"He's losing by 15 lengths, it's over!"
"Look at that lead! There's no way he's losing this!"
A horse race to someone not familiar with the sport can be awfully confusing and heartbreaking. Races may appear to be a bunch of colts trying their hardest throughout the race to come out on top, but in reality, each racing team has a strategy going into each race and they can tell within a few seconds if a race is shaping up in their favor whether the fans or bettors can or can't. Their strategy is largely dependent on the horse's racing style, determined by the horse's trainer based on their pedigree and tendencies.
Let's take a look at each of the main running styles you will see in any given horse race.
Just like it sounds, a front runner runs out to the front (or near the front) early in a race. These types of horses are also known as "speed" horses. They rely on getting out of the gate very quickly to establish their position in first or second place. Without expending all of their energy during the early stages of a race, a good front runner will set a modest pace and then slowly increase that lead until the final stretch where most hold on for dear life. If a horse is a true champion, they will continue to extend their lead over the rest of their field.
Not every horse sprints to the front of the pack or waits until the final stretch to make their move. Stalkers stay off the pace but within striking distance of the front runners. They make their move anywhere from before the final turn to during the final stretch, overtaking overworked front runners for the win. Since they are in a better position than closers, being near the front, and have not exerted as much energy as front runners up to this point in the race, the stalking style is popular and often successful.
Closers, also called "deep closers," pace themselves early in the race, usually waiting at the back of the pack until the late stages of a race. In 2009, we saw 50-1 longshot Mine That Bird come from dead last in the Kentucky Derby to pass the other 19 horses in the race for a stunning victory.
A closer does not rely on their start out of the gate and the jockey will often lightly pull them back to make sure they are positioned at near the rear of the pack. Due to the distance between closers and front runners, a closer has to begin their move before the final turn unless the race is unusually long (1 1/8 mile or longer), like a Triple Crown race for example.

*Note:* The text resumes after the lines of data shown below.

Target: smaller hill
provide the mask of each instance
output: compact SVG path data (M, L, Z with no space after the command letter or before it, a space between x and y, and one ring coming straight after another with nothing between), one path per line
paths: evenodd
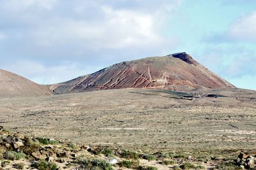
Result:
M0 69L0 97L51 95L47 85L36 84L24 77Z

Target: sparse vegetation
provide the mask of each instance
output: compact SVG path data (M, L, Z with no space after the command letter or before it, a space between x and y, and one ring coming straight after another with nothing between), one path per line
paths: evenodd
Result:
M182 164L180 167L182 169L195 169L196 167L195 165L191 162L185 162Z
M51 139L49 138L38 137L38 138L36 138L36 139L38 140L38 141L43 145L58 145L58 144L59 144L58 141L57 141L56 140Z
M125 167L127 168L134 169L138 167L139 162L136 161L130 161L130 160L123 160L119 164L120 167Z
M220 170L241 169L239 167L237 167L234 162L232 162L221 163L217 166L217 169Z
M33 166L39 170L56 170L58 169L56 164L48 162L45 160L35 162Z
M138 153L127 150L123 150L120 155L122 158L125 159L138 159L139 158Z
M101 152L101 153L102 154L104 154L106 157L111 157L111 156L113 156L113 151L112 151L112 150L109 149L109 148L103 148L103 150Z
M4 159L12 160L24 159L25 157L25 153L16 152L15 151L8 151L4 153Z
M81 168L83 169L102 169L112 170L112 166L107 163L105 160L99 159L82 159L78 161L81 165Z
M175 164L176 164L176 162L173 161L173 160L164 160L161 162L162 164L168 166L168 165L173 165Z
M76 145L74 143L68 143L68 146L69 148L72 148L73 150L77 149Z
M148 160L156 160L156 157L154 156L153 155L143 155L142 157L143 157L143 159L147 159Z
M156 167L154 166L139 166L138 170L157 170Z
M24 163L16 163L13 164L13 167L19 169L23 169L24 166L25 164Z
M204 166L199 165L196 167L196 169L205 169Z

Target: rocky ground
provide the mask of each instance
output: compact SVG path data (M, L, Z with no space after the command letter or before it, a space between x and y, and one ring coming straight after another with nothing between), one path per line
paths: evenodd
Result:
M151 154L13 133L0 127L1 169L254 169L255 153L203 160L178 153Z
M130 89L1 98L0 106L6 169L236 169L256 153L252 90Z

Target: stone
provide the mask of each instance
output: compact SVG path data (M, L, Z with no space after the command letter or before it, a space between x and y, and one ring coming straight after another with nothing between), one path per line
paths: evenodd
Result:
M40 159L41 158L41 153L40 152L36 152L31 153L31 155L36 159Z
M54 160L54 159L52 157L47 157L45 158L45 160L48 162L52 162Z
M115 164L117 164L118 161L117 159L112 159L109 160L109 163L111 165L114 165Z
M12 145L10 143L6 143L5 144L5 146L6 146L6 148L10 148L12 146Z
M31 155L36 159L45 159L47 156L46 155L42 155L40 152L36 152L31 153Z
M57 162L59 162L59 163L61 163L61 164L65 162L65 160L64 160L64 159L58 159L58 160L56 160L56 161Z
M255 167L254 157L253 156L248 156L246 158L246 166L249 169L253 169Z
M57 152L56 156L59 158L67 157L67 153L66 152Z
M245 155L245 153L243 152L240 152L240 154L238 155L238 157L241 159L243 160L243 159L246 159L246 155Z
M24 145L23 143L23 142L22 141L16 141L13 143L13 146L15 149L20 147L20 146L24 146Z

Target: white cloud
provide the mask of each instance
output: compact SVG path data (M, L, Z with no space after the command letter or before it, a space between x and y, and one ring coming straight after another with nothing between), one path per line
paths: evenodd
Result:
M0 40L4 39L5 38L6 38L6 35L0 32Z
M65 81L99 69L97 67L83 67L76 62L66 62L57 66L47 66L29 60L17 61L5 66L3 69L42 84Z
M4 7L15 12L24 11L29 8L50 10L56 2L57 0L8 0L4 4Z
M228 36L236 40L256 41L256 12L243 16L234 22Z
M95 20L56 18L44 21L29 30L38 45L52 46L74 43L90 50L122 48L132 46L164 48L175 45L175 38L161 34L166 13L143 13L114 10L102 6L104 18Z

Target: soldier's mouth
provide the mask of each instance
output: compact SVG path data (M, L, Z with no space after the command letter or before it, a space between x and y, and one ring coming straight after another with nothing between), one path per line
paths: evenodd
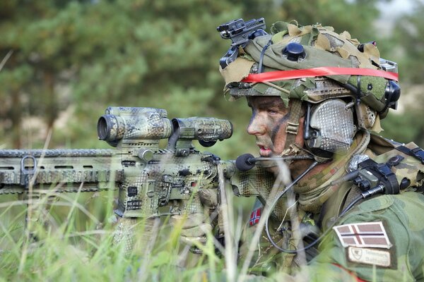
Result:
M259 147L259 154L261 157L271 157L272 154L272 150L266 147L258 145Z

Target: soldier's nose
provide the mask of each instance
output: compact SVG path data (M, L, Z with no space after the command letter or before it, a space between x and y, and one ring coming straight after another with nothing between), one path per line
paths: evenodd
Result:
M250 118L250 121L249 122L249 125L247 125L246 131L247 131L247 133L250 134L251 135L264 134L264 125L261 122L260 118L258 118L255 116L252 116Z

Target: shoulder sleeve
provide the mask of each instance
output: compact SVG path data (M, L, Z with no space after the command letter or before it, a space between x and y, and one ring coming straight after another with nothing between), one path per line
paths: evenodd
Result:
M424 195L413 192L361 203L320 244L319 255L306 267L318 275L311 280L422 281L423 213Z

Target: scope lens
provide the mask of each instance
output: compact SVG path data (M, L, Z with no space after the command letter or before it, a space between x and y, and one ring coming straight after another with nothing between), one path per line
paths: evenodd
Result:
M105 140L109 137L110 130L107 126L107 121L105 116L100 116L98 121L98 135L100 140Z

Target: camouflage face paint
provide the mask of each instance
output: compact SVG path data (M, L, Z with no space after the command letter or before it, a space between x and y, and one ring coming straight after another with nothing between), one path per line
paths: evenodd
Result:
M247 133L254 135L262 157L278 155L285 142L285 125L290 117L288 109L279 97L248 97L252 114Z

While it's rare, there are superior athletes with expert trainers who can change their running style based on the race. There are also horses who would not be considered a pure front runner, closer, or stalker, but a hybrid of those styles.
In the 2018 Florida Derby, Audible, who later finished 2nd in the 2018 Kentucky Derby, surprised many when he came from last to first, showing his ability as a deep closer. However, in previous races including the Holy Bull Stakes, Audible had been a pure stalker, staying back 3-4 lengths until the final stretch where he would wear down his rivals and take over to win.
Secretariat, thought by many to be the greatest horse of all-time, was a deep closer who was transitioned into a front runner to win the Belmont Stakes in 1973 by a jaw-dropping 31 lengths over Sham.
Breaking it All Down
A front runner comes out of the gate quickly and will set the pace of the race. They will have a favorable position out in front of the other horses, they just have to hold their position in order to win.
Stalkers stay near the front of the pack, drafting off of the leaders and steadily wearing them down. Near the final turn or last furlong or two of a race, a stalker will make their move past the front runner while holding off any late charge from a deep closer.
Closers come out of the gate slowly and take their time at the back of the pack while the race develops ahead of them. When the jockey feels that it's time to make their move, which often begins just after the midway point of a race, the closer takes an outside path to gobble up tiring horses. This is a longer path to win a race, meaning that big, powerful horses with plenty of endurance do best as closers. In a large race like the Kentucky Derby, a closer will have to go 5-6 horses wide in order to win, unless the jockey is able to cleverly ride the rail as Calvin Borel did on Mine That Bird (shown above) in 2009.
The Implications of Running Styles
In a follow-up article, I'll discuss how aspects of a race favor specific running styles, including the weather, length, and even the surface of the track. I know horse racing isn't for everyone, but it's truly a fascinating sport with a lot of moving parts.